Zusammenhang: Licht, ISO, Belichtungszeit, Blende, Brennweite
Diese fünf Faktoren hängen bei der Belichtung voneinander ab bzw. beeinflussen sich gegenseitig. Wenn man bei einem Faktor Kompromisse eingehen muss, ist eine schlechte Bildqualität die Folge (verwackelte, unscharfe, grobkörnige, falsch belichtete Bilder). Deshalb sollte man immer auf viel Licht achten. Bei einer guten Kamera ist die ISO-Einstellung ein Faktor, mit dem man sich etwas Spielraum schaffen kann.


Perspektive
Die Perspektive ist für die Bildgestaltung sehr wichtig. Ausgefallene Blickwinkel und Perspektiven machen Bilder interessant. Wenn man beispielsweise mit einem Weitwinkelobjektiv nah an ein Objekt herangeht, wirkt dieses größer. Ein niedriger Kamerastandpunkt verstärkt diesen Eindruck noch. Linien, die diagonal in ein Bild laufen erzeugen eine Bildtiefe. Experimentier mit der Perspektive einfach ein bisschen herum, Du wirst sehen, dass "normale" Bilder durch eine andere Perspektive "spannend" werden können.


Farben
Ein grau gekleideter Kletterer vor einem grauen Fels an einem grauen Herbsttag - ob dieses Motiv zu einem schönen Kletterfoto wird ist fraglich. Natürlich ann man mit monotonen Farben eine schöne Bildwirkung erzeugen, das ist aber nicht die Regel. Schau, dass Du Farbe ins Bild bringst. Komplimentäre Farben (Rot-Grün, Gelb-Blau etc.) ergeben schöne Kontraste. Leuchtende Farben eignen sich vor grauem Fels recht gut. Daher solltest Du bei Kletterfotos auch eine passende Kleidung einplanen.


Filter
Filter sind in der heutigen Zeit beim Fotografieren nicht mehr so wichtig wie früher, da viele Effekte auch mit dem Rechner erzielt werden. Vor allem hat man am Rechner den Vorteil, mit einem Foto mehrere Filter zu testen, ohne das Foto selbst zu zerstören. Einen UV-Filter sollte man jedoch immer auf dem Objektiv haben und ein Polfilter kann den Kontrast bei ungünstiger Sonneneinstrahlung erhöhen. Bei Filtern sollte man auf Qualität achten, denn Reflexionen durch einen Billigfilter kann die teuerste Kamera nicht mehr ausgleichen.


Blitzen
Blitzen ist der häufigste Fehler, den Hobbyfotografen machen. Das Resultat sind meist im Vordergrund überbelichtete Fotos, die im Hintergrund ins Schwarz verlaufen. Wenn blitzen, dann richtig.

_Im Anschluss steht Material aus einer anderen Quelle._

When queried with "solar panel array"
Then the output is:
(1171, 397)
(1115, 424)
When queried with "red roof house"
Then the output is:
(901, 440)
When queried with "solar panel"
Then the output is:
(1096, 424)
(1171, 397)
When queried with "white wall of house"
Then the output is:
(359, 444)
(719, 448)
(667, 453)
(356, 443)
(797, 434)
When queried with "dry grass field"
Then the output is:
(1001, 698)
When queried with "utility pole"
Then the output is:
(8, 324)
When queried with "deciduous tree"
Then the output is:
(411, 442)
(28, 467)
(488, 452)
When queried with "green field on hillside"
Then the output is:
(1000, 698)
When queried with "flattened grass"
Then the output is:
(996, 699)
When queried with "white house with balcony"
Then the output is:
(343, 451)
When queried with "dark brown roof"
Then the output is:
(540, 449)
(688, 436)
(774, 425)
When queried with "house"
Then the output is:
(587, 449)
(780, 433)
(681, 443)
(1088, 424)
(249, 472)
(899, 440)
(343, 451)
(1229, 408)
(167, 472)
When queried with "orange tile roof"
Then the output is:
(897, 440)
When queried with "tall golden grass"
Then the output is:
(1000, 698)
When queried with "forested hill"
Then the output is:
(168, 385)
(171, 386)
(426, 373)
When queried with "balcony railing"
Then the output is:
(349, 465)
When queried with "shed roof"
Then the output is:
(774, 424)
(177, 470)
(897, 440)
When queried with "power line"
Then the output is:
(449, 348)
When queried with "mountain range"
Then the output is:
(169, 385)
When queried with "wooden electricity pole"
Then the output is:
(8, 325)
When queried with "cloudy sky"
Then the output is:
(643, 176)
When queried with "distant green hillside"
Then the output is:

Möglichst indirekt blitzen, das heißt, eine neutrale Fläche außerhalb des Bildes anblitzen und so durch die Reflexion eine gleichmäßige Aufhellung zu erreichen (erfordert einen starkes Blitzgerät).

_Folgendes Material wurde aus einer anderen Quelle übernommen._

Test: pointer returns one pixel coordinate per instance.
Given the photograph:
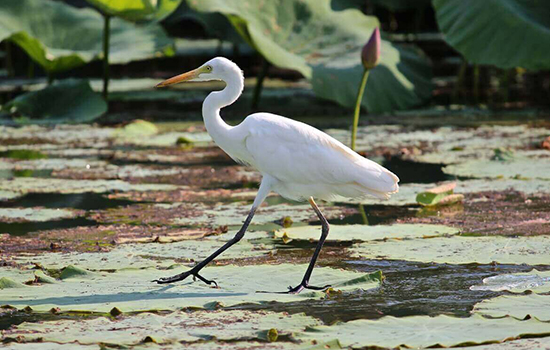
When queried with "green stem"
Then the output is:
(9, 59)
(358, 107)
(259, 84)
(363, 214)
(476, 83)
(106, 37)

Blitzgeräte kann man sehr gut zum Aufhellen benutzen, beispielsweise bei Gegenlichtaufnahmen. Die eigentliche Belichtung wird wie beim Fotografieren ohne Blitz eingestellt, der Blitz wird ledeglich nur zum Aufhellen dunkler Bereiche verwendet (Blitzleistung evtl. reduzieren).

Sogenannte Aufheller (reflektierende Schirme) eignen sich besonders gut, um mit vorhandenem Licht in dunklen Partien noch eine Zeichnung zu erhalten.


Fazit
Ohne ein bisschen Aufwand, mit entsprechender Technik und etwas Planung werden Kletterfotos nur in den seltensten Fällen zum Hingucker werden. Aber mit geringem Engagement lassen sich die Bilder deutlich verbessern. Wir hoffen, dass wir Dir hierbei ein wenig behilflich sein konnten.